なるほど。ありがとうございます!今回はバックエンドエンジニアを3名採用されたといことですが、面接ではどのようなポイントをチェックしましたか?

野沢:今回はアプリケーションのコードとインフラを両方見られる方を募集要件としており、面接では実際の運用経験がどれくらいあるかという観点で質問をしました。

また、アプリケーション開発といっても私は大きく5種類に分けられると考えています。Webアプリケーション開発、iOS・Android、SPA(Single Page Application)用のAPI開発、パフォーマンスチューニング、非同期処理開発、大きな集計処理をしたりするバッチの開発です。これらのうちどこに強みを持っているのかを見て、チームとマッチングするかどうかをチェックしました。

責任の所在を明確にするオンボーディング手法

企業側とフリーランス側にそれぞれどんな責任があるのかを明確化

フリーランスのエンジニアを迎え入れるにあたり、どのようにオンボーディングを進めたのかを教えてください。

野沢:仕事上の基本的なことほど大切にしたいと考えているので、最初に働き方の心構えを共有しました。具体的にはタスクハンドリングやコミュニケーションの取り方、困ったときの窓口の設定などです。

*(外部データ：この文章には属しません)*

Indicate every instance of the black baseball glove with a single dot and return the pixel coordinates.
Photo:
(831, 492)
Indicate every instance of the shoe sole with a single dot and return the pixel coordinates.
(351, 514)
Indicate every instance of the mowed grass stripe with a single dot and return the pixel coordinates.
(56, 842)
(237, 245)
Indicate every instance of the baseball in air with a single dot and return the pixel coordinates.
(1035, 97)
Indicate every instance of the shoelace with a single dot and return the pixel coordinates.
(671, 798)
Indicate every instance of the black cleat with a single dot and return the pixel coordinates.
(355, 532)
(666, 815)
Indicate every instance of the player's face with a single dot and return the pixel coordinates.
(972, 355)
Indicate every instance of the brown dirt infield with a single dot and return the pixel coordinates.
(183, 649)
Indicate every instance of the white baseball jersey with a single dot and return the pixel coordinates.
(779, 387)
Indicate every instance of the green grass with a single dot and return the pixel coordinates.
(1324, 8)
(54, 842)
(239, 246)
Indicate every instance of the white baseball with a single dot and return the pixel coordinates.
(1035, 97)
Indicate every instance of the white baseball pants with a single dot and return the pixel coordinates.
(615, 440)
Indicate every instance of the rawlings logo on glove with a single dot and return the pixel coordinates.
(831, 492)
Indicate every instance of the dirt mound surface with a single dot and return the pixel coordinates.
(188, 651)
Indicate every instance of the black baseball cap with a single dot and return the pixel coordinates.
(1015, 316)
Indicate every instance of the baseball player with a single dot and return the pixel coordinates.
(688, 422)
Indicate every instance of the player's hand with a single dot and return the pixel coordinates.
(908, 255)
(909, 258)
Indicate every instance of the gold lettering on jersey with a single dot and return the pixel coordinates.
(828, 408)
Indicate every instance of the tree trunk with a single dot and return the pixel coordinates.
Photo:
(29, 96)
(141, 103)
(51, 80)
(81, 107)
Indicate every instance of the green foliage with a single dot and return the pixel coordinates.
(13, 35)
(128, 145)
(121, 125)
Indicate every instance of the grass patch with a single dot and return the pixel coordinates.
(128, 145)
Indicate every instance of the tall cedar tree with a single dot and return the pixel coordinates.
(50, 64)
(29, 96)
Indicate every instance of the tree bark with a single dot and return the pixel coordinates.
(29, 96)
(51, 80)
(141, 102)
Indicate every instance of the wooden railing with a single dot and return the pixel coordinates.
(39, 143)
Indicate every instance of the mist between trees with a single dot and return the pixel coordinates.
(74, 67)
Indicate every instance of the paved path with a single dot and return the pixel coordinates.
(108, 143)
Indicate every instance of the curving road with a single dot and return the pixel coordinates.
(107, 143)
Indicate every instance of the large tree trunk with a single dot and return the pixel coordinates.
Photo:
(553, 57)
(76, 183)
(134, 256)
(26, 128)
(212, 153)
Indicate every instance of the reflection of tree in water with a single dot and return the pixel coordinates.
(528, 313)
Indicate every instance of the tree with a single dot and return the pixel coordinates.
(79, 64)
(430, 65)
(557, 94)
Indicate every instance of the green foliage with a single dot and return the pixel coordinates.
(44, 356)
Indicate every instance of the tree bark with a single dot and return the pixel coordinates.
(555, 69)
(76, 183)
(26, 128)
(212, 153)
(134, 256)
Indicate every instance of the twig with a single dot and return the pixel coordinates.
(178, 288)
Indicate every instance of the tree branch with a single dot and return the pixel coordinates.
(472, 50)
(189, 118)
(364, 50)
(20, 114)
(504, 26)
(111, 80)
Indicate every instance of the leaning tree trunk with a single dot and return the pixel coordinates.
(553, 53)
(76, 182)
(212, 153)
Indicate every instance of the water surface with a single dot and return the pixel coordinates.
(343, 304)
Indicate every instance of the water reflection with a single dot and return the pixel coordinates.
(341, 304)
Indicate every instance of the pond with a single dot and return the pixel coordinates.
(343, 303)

特にタスクハンドリングについては、エンジニアを受け入れる企業側とフリーランス側、それぞれにどのような責任があるのかを認識合わせをします。

まず、エンジニアが手持ち無沙汰になり、手が止まってしまうような状況が発生したら企業側の責任です。そうならないよう、まずは受け入れ側がタスクの進捗等を明確に設定。さらにデイリーやウィークリーで状況管理及び把握を実施した上で、常にタスクを複数持っておけるような環境を提供する必要があります。

また、資料の閲覧など開発上必要な権限の付与も開発を依頼する側の責務です。必要なドキュメントやサービス方針のQ&Aなどを渡し、疑問があれば何でも聞いてもらえるようにすることが、我々の受け入れ側の役割だと認識しています。

一方で、タスクをこなす上で障害があれば取り除くのがフリーランス側の役割です。タスクとして依頼された事柄の要件確認はもちろん、疑問点の解消も作業者にお願いしています。システム設計やプログラムのあり方に対して何か考えがあれば、その交渉もしてもらいます。

このように、仕事を円滑にこなすためにどちらがどんな役割を持っているのかを、最初に明確にしているんです。

なるほど。コミュニケーションの取り方についてはいかがですか?

野沢:オンラインでのやり取りがほとんどなので、非同期を前提としたコミュニケーション方法を取り入れています。FLEXYさんから週3日で稼働いただいている方がいますが、作業する曜日や時間に関する指定はあまりしていません。そうなると当然連絡しても必ずレスポンスが返ってくるわけではないので、極力やり取りの回数が少なくなるようなコミュニケーションを試行錯誤しています。また、作業の受け渡しはテキストできちんとログが残る形で行います。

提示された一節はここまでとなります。